Hotel incident management — logging, escalation, and case workflow

An incident at a hotel is rarely a single moment. It is a sequence — initial report, response, investigation, documentation, sometimes litigation — that may run for months or years from the perspective of risk management.

Incident classification

Incidents are classified at intake into categories that drive subsequent handling. Common classifications include guest illness or injury (medical), theft (property crime), altercation (physical confrontation), trespass (unauthorized presence), property damage (accidental or intentional), policy violation (smoking in non-smoking room, noise complaint), and incidents involving law enforcement (police-initiated contacts).

Each classification has its own handling workflow. Medical incidents trigger AED deployment (if applicable), 911 dispatch, and insurance documentation. Theft incidents trigger CCTV review, possible police report, and notification to the victim. Altercations may trigger immediate ejection of involved parties, police contact, and a comprehensive incident report. The classification system is the front door to the property's response library.

Incident report format

An incident report captures the facts of the event in a format that supports later review. Standard fields include date and time, location (specific room number, public area, parking structure level), people involved (with contact information where available), narrative description of what happened, actions taken by property staff, outside agencies involved, and follow-up actions required.

The narrative is the most important section. It needs to be specific (room number, exact time, observed behavior) rather than conclusory ('intoxicated guest acting belligerently') and to stay strictly within what the reporter personally observed. Statements made by others are quoted with attribution. Narratives written under these conventions hold up better in litigation than shorter, more conclusory ones.

Escalation paths

Most incidents resolve at the line level — security officer, front desk agent, housekeeping floor lead. Some escalate to supervisors, then to managers on duty, then to the GM. Specific incident types trigger automatic escalation regardless of resolution: any guest injury, any altercation involving physical contact, any incident involving police or fire response, any allegation of staff misconduct. The GM and director of security review these on the next business day at minimum.
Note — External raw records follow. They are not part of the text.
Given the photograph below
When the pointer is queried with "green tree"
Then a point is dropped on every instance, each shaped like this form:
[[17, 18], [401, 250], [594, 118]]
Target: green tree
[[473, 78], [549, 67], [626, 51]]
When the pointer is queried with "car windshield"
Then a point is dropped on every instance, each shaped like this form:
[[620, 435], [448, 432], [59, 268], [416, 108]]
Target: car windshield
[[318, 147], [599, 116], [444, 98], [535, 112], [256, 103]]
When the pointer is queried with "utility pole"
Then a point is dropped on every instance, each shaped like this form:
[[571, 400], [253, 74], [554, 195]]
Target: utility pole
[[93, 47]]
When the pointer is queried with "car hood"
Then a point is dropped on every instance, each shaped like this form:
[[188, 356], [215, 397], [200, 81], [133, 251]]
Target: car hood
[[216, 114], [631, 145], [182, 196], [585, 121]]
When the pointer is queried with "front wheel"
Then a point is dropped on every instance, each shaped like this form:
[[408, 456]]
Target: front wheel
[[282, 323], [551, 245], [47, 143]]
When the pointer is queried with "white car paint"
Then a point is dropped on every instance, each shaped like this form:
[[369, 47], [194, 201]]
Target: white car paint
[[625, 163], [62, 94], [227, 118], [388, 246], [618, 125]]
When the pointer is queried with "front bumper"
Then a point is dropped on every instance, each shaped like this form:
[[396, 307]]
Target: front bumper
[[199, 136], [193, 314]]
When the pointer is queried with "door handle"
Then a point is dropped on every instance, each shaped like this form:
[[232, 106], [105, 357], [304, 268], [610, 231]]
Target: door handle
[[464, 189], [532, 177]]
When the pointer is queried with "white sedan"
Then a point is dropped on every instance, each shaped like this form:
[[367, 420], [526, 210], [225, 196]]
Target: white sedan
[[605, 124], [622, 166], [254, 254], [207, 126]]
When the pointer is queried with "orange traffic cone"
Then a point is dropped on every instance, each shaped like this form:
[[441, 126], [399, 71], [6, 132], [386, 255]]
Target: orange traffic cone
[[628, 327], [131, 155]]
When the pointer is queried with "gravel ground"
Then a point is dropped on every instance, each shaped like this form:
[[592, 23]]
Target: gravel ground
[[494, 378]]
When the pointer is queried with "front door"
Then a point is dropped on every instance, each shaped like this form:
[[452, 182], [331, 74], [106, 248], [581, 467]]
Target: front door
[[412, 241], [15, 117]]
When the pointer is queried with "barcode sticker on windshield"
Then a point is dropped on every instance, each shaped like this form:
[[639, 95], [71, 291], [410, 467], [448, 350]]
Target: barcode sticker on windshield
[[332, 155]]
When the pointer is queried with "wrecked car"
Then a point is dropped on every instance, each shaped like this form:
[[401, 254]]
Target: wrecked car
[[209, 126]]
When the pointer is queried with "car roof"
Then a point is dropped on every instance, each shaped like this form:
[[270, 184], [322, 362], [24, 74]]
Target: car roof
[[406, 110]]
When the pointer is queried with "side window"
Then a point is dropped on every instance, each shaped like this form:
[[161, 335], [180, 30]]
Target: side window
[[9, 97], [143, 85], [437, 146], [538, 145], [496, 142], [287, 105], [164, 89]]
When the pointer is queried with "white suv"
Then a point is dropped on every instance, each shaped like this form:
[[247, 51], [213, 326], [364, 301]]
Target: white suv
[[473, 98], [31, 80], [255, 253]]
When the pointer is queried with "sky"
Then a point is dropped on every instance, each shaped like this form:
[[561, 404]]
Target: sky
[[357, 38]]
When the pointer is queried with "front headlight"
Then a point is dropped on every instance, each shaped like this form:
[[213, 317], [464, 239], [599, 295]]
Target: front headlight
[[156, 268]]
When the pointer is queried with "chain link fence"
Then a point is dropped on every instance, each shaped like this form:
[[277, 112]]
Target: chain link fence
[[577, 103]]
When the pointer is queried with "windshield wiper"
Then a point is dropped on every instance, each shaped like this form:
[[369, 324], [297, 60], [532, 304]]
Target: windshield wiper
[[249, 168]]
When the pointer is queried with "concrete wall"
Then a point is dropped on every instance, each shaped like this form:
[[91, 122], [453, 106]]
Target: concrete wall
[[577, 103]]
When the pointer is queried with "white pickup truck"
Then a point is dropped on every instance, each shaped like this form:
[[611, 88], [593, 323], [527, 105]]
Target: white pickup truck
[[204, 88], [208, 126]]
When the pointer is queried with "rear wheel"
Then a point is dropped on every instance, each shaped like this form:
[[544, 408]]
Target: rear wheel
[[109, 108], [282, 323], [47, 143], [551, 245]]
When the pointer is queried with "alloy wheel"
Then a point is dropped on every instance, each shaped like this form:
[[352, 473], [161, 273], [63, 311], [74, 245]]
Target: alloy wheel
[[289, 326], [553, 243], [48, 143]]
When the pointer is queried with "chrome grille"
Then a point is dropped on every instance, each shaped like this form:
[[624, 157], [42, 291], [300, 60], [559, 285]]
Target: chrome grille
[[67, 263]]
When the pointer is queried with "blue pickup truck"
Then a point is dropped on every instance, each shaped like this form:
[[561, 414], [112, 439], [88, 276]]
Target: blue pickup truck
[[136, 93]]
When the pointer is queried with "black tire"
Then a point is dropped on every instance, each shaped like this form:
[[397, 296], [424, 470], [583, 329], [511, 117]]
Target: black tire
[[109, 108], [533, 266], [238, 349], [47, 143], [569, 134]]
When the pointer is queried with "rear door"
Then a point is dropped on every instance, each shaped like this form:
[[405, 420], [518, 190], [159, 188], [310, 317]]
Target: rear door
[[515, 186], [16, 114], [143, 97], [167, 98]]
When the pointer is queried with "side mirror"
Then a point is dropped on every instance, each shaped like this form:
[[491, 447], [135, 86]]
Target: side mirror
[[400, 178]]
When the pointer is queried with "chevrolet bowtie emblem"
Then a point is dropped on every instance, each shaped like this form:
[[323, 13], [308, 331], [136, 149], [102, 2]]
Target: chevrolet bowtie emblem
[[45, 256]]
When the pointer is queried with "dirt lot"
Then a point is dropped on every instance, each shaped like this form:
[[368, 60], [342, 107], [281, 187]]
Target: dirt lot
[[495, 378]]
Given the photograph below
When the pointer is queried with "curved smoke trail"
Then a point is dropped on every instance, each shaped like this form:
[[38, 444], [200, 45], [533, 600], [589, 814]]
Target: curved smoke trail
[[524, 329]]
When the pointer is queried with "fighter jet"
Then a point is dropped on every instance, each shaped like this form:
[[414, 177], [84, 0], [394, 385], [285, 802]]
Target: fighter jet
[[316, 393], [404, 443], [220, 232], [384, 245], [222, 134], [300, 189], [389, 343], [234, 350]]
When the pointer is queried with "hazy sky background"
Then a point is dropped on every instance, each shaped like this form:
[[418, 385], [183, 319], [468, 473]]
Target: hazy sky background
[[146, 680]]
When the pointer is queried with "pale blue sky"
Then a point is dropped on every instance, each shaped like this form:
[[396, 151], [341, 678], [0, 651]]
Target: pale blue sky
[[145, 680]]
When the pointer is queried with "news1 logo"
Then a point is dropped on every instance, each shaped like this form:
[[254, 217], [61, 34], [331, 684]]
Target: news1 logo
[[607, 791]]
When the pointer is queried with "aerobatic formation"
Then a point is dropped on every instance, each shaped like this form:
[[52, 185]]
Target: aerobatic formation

Brand corporate notification is required for serious incidents — significant guest injury, fatality, criminal acts, incidents likely to attract media attention. Brands maintain on-call incident response teams that interface with the property's GM, provide communications support, and document the incident at the brand level.

Case management software

Modern security departments use case management software to log incidents, track investigation status, link related cases, and produce regulatory or insurance reports. Common platforms include Resolver, D3 Security, Perspective by Resolver, and several more specialized casino-oriented platforms (iView, Genesys, Surveillance Information Management). The software typically integrates with CCTV (clip attachment), access control (card-event correlation), and incident-trigger sources.

The case management system is the single source of truth for incident history. When litigation arrives — sometimes years after the event — the case file is the primary discovery artifact. Properties that don't maintain disciplined case management find themselves at a substantial disadvantage in defense.

Post-incident review

Significant incidents are reviewed after the fact to identify lessons. The review covers what happened, what the response did well, what the response could have done better, and what changes to procedures or training the incident suggests. The review is led by the GM with the relevant department heads; minutes are kept and action items tracked.

Trends across reviews drive policy-level changes. A pattern of elevator-related incidents might trigger an elevator capacity audit and a review of egress routing. A pattern of pool-deck incidents might trigger lifeguard staffing changes or pool-rule signage updates. The trend analysis is more valuable than any single incident review in shaping the property's risk posture over time.